Revolutionary discovery brings hope to lung disease sufferers
There’s new hope for the treatment of Pulmonary Arterial Hypertension (PAH) after scientists from Université Paris-Saclay have discovered a revolutionary way to stop the deterioration of the arteries.
PAH is a fatal lung disease characterised by high blood pressure in the pulmonary arteries that go from the heart to the lung.
Over time, the small pulmonary arteries become obstructed – a process called vascular remodeling – due to uncontrolled cell production. This causes high pressure and impedes blood flow. As the right side of the heart works harder to pump blood to the lungs, it becomes overloaded, and eventually fails. The prognosis of the disease is globally poor, with sufferers only living on average for three years after diagnosis.
One available treatment for PAH are vasodilators, drugs which relax the muscle in blood vessels, causing the vessels to dilate. Unfortunately, this treatment is not curative and patients are often forced to have lung transplants.
However, innovative scientists from Université Paris-Saclay are now developing a unique new treatment for this deadly disease.

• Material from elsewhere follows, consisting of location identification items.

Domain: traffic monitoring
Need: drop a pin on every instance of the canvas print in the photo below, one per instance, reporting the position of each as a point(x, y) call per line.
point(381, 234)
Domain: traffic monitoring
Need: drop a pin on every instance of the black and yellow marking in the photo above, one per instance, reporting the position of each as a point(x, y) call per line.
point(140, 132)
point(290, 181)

After testing on human explanted lungs from PAH patients, mice, and rats, the team discovered that the NMDA receptor, which is better known as a glutamate receptor in nerve cells, is unexpectedly present in lung vascular cells and causes pulmonary vascular remodeling, contributing to the unrestrained cell proliferation in the arteries. The finding was published in the American Heart Association Journal earlier this month.

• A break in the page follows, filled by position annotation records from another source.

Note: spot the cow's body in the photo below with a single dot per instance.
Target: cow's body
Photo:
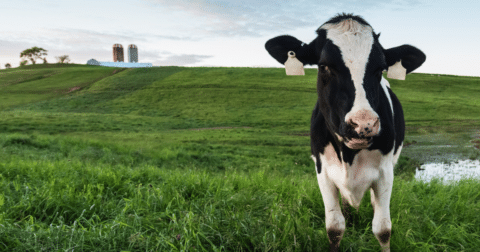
(357, 126)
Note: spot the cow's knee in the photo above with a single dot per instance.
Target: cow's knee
(383, 232)
(335, 223)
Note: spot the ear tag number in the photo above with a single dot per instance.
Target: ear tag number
(293, 66)
(397, 71)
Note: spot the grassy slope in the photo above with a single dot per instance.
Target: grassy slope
(82, 169)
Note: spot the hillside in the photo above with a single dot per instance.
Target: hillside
(209, 159)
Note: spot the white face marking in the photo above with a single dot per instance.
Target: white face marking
(355, 42)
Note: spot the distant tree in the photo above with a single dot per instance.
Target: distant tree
(63, 59)
(33, 53)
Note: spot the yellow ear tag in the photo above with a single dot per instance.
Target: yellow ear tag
(293, 66)
(397, 71)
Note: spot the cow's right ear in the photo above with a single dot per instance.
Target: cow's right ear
(410, 56)
(279, 47)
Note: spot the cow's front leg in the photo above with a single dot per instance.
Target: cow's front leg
(334, 220)
(381, 193)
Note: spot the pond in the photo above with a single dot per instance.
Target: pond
(449, 172)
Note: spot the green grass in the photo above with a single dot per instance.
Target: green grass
(208, 159)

Dr Sylvia Cohen-Kaminsky says: “Pharmacological inhibition of vascular NMDA receptors controls the disease’s progression. We now know to target NMDA receptors, which is completely different to existing therapies – and a step forward in treating this fatal disease.”

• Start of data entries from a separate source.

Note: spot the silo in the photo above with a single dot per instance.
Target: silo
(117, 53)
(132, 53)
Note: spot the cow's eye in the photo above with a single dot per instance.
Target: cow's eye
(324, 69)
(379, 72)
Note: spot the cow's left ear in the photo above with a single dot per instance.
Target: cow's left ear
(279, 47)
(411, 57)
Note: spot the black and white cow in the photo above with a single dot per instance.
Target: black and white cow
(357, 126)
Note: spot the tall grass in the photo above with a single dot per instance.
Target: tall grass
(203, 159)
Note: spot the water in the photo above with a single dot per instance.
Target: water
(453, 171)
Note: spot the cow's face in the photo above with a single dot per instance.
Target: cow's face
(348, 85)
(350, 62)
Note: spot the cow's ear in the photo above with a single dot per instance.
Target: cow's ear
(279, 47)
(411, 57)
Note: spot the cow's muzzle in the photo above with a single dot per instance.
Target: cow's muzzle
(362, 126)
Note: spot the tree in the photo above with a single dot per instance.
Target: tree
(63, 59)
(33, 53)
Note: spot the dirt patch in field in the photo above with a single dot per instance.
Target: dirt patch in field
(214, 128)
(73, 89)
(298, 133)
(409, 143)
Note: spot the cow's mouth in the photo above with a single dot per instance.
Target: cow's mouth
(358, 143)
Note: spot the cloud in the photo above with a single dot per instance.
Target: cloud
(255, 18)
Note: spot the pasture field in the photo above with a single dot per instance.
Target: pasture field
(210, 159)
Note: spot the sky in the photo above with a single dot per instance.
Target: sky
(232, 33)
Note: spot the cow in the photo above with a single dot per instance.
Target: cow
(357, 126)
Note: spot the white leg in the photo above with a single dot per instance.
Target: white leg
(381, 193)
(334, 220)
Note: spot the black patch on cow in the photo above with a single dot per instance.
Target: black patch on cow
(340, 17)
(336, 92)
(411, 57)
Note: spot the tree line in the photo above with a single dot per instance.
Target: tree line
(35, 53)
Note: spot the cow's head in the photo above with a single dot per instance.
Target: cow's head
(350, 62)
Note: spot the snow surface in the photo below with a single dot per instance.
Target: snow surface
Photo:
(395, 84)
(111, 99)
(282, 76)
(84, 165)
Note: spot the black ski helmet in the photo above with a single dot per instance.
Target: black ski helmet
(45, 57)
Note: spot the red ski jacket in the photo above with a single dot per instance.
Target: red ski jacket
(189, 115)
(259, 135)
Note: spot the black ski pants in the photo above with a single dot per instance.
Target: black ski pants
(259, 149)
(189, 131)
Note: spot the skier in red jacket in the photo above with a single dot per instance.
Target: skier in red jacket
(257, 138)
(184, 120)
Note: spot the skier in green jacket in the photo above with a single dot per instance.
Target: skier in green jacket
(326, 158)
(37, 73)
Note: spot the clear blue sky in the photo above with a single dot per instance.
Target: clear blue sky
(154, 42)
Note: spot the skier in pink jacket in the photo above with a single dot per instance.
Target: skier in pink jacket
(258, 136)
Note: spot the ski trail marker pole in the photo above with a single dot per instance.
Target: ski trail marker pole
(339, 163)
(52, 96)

In addition to the discovery of the target, the scientists are developing specific molecules that do not reach the brain. These are safer as new medication for PAH wouldn’t alter communication between neurons and impair learning or memory. They’d target lung vascular NMDA receptors and, as a result, more safely prevent the deterioration of lung arteries.
Protected by three patents and supported by SATT Paris Saclay and LabEx LERMIT, the scientists are developing this new treatment. All within Université Paris-Saclay; the team from INSERM discovered the target, they collaborate with Mouad Alami from CNRS to develop the molecules, and Alain Pruvost’s CEA team is working on the metabolism of molecules.
The three partners continue to work, together with the French National Referral Centre for this rare disease and the clinical team lead by Dr Marc Humbert at the Paris-Sud University School of Medicine, on this therapeutic innovation project and address a fatal illness that affects all ages and backgrounds around the world.